Actress Pam Grier Claimed On The View She Witness Lynchings In Columbus, Problem Is, The Last Lynchings Were In 1911
20 days ago
Monday’s MLK Day episode of The View took a familiar turn: emotional storytelling, zero fact-checking, and a panel more interested in nodding along than asking basic questions.
Actress Pam Grier was invited on the show and promptly set up by co-host Sunny Hostin to recount the racism she allegedly experienced growing up in Columbus, Ohio in the 1950s. What followed was a shocking story involving lynchings so frequent, Grier claimed her mother had to physically shield her children’s eyes from bodies hanging in trees.
The problem? The timeline doesn’t come close to adding up.
Hostin, fresh off earlier comments defending discrimination against white people, introduced Grier with a glowing monologue about “firsts” and “barriers,” before steering her directly into racial trauma:
“You faced a lot of racism growing up in Columbus, Ohio. How did that shape you?”

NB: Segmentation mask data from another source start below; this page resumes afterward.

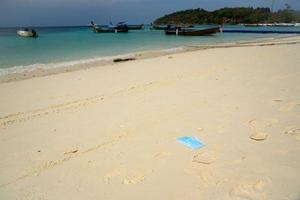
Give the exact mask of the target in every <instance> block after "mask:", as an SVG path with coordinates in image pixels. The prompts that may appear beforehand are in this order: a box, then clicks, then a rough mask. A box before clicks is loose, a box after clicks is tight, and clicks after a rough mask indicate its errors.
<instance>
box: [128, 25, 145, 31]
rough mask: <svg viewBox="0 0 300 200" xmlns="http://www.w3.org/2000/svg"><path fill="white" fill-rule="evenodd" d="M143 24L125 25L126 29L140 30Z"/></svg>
mask: <svg viewBox="0 0 300 200" xmlns="http://www.w3.org/2000/svg"><path fill="white" fill-rule="evenodd" d="M143 26H144V24H140V25H127V27H128V30H141V29H142V28H143Z"/></svg>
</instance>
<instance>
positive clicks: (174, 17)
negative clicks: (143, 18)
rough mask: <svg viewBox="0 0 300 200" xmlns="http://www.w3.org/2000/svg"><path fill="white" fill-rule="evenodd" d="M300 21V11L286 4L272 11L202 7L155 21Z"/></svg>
mask: <svg viewBox="0 0 300 200" xmlns="http://www.w3.org/2000/svg"><path fill="white" fill-rule="evenodd" d="M291 22H300V11H296V10H293V9H292V8H291V6H290V5H288V4H285V8H284V9H280V10H278V11H276V12H272V11H271V9H270V8H263V7H258V8H252V7H237V8H228V7H225V8H221V9H218V10H215V11H207V10H204V9H201V8H197V9H189V10H183V11H177V12H174V13H171V14H168V15H165V16H163V17H160V18H158V19H156V20H155V21H154V24H155V25H163V24H223V23H225V24H243V23H245V24H256V23H291Z"/></svg>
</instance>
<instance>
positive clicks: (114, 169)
mask: <svg viewBox="0 0 300 200" xmlns="http://www.w3.org/2000/svg"><path fill="white" fill-rule="evenodd" d="M119 175H121V170H119V169H113V170H111V171H109V172H107V173H106V174H105V175H104V176H103V180H104V182H105V183H107V184H109V183H110V182H111V179H112V178H114V177H117V176H119Z"/></svg>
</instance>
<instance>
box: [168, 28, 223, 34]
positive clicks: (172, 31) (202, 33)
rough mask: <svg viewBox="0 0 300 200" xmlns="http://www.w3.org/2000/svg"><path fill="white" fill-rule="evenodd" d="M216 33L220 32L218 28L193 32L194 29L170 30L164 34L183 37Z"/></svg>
mask: <svg viewBox="0 0 300 200" xmlns="http://www.w3.org/2000/svg"><path fill="white" fill-rule="evenodd" d="M217 32H220V28H219V27H214V28H209V29H203V30H194V29H177V30H176V29H171V30H166V31H165V33H166V34H167V35H183V36H206V35H214V34H216V33H217Z"/></svg>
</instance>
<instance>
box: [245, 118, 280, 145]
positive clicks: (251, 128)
mask: <svg viewBox="0 0 300 200" xmlns="http://www.w3.org/2000/svg"><path fill="white" fill-rule="evenodd" d="M277 122H278V120H277V119H269V120H266V121H258V120H256V119H253V120H250V121H249V126H250V128H251V129H252V134H251V135H250V136H249V137H250V139H252V140H255V141H263V140H266V139H267V137H268V133H266V132H264V131H261V130H263V129H265V128H267V127H270V126H272V124H275V123H277Z"/></svg>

Grier initially spoke about segregation affecting her father, who served in the military. But the story quickly escalated into something far darker.

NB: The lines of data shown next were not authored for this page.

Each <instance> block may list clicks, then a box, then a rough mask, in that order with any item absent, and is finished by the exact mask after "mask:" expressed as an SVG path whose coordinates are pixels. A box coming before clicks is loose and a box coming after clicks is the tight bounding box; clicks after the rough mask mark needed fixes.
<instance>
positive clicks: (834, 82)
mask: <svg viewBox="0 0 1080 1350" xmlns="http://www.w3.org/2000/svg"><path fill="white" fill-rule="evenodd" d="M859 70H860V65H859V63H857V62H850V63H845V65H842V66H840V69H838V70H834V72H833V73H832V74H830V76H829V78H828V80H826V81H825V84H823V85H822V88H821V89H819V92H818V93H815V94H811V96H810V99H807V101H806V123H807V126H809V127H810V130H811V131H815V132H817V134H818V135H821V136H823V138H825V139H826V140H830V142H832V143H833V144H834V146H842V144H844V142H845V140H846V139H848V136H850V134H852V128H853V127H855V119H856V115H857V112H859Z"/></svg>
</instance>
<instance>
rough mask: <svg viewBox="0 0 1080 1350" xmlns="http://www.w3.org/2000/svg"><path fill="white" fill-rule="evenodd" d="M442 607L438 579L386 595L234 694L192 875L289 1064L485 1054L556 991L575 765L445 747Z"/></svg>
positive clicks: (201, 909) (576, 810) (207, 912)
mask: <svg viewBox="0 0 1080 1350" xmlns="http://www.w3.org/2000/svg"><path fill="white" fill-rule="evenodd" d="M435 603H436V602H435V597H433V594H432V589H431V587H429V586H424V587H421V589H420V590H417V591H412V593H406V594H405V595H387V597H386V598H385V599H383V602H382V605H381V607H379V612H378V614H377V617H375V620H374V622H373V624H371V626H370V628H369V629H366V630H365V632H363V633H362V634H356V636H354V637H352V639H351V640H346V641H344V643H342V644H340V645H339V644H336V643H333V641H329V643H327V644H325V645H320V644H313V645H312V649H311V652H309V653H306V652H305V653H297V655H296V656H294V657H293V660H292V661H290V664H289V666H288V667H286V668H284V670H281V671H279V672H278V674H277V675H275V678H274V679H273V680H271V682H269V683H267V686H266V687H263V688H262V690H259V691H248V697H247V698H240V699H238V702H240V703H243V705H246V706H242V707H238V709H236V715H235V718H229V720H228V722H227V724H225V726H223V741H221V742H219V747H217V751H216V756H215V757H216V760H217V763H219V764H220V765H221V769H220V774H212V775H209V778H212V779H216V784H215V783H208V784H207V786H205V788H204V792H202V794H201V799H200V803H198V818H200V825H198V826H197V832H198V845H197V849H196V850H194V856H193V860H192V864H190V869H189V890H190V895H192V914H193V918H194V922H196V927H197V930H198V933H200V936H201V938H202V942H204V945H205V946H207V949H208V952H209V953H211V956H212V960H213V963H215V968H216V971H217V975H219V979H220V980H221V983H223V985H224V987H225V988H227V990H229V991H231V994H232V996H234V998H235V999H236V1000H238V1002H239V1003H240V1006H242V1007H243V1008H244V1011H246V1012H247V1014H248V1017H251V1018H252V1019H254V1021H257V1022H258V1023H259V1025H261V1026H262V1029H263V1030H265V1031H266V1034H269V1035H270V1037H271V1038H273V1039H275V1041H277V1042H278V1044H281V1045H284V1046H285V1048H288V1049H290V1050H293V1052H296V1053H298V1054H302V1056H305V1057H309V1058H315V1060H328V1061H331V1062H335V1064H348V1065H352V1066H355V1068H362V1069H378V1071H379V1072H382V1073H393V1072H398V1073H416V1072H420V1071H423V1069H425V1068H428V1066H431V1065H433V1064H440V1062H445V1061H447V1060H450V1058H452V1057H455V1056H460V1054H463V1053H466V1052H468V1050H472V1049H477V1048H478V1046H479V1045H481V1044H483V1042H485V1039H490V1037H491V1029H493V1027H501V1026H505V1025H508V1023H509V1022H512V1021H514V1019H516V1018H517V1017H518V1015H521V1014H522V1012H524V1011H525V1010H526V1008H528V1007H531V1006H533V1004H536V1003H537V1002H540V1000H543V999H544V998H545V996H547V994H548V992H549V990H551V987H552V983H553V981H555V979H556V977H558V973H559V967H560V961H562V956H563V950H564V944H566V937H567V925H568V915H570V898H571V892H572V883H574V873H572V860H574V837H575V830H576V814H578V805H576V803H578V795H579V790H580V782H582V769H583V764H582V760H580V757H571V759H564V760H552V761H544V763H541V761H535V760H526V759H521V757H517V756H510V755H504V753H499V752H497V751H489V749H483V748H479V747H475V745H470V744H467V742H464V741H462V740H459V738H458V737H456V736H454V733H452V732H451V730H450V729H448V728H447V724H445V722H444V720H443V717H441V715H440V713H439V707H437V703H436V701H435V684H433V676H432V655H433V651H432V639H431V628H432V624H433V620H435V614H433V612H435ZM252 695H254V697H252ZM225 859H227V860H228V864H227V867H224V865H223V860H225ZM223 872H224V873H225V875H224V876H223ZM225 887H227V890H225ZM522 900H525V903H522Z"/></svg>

She claimed her mother would rush her and her siblings along, repeatedly warning them “don’t look” because someone was hanging from a tree nearby. Grier went on to suggest such scenes were common enough to warrant memorials and said the experience still “triggers” her today.
That’s when the facts quietly exited the conversation.
According to the Ohio Lynching Victims Memorial, the last recorded lynching in Ohio occurred in 1911 — nearly four decades before Grier was born. Even more inconvenient: that lynching took place in Cleveland, not Columbus.
Grier was born on May 26, 1949.
In other words, for her story to be accurate, she’d need to be well over 100 years old.
None of this raised an eyebrow on set.
Whoopi Goldberg nodded along. Hostin affirmed. And resident “conservative” Alyssa Farah Griffin offered no pushback whatsoever, instead awkwardly pivoting away:
“Pam, you’ve done too many extraordinary things to highlight.”
Translation: Let’s move on before anyone checks a date.
But the problems don’t stop there.
Hostin’s framing may have been wrong from the start. Public records — including Grier’s own Wikipedia page — list her birthplace as Winston-Salem, North Carolina, not Columbus, Ohio. The last documented lynching there? 1890.
That would put Grier’s alleged childhood memories even further into the realm of historical fiction.
Her biography also notes that shortly after her birth, her family moved to England due to her father’s Air Force assignment, then later to California and Denver — hardly the static upbringing described on The View.
Yet none of these inconvenient details mattered.
On a show that routinely claims to “speak truth to power,” an objectively false lynching narrative sailed through unquestioned — because it fit the preferred narrative.
On The View, emotion trumps evidence. And on MLK Day, apparently even basic chronology is optional.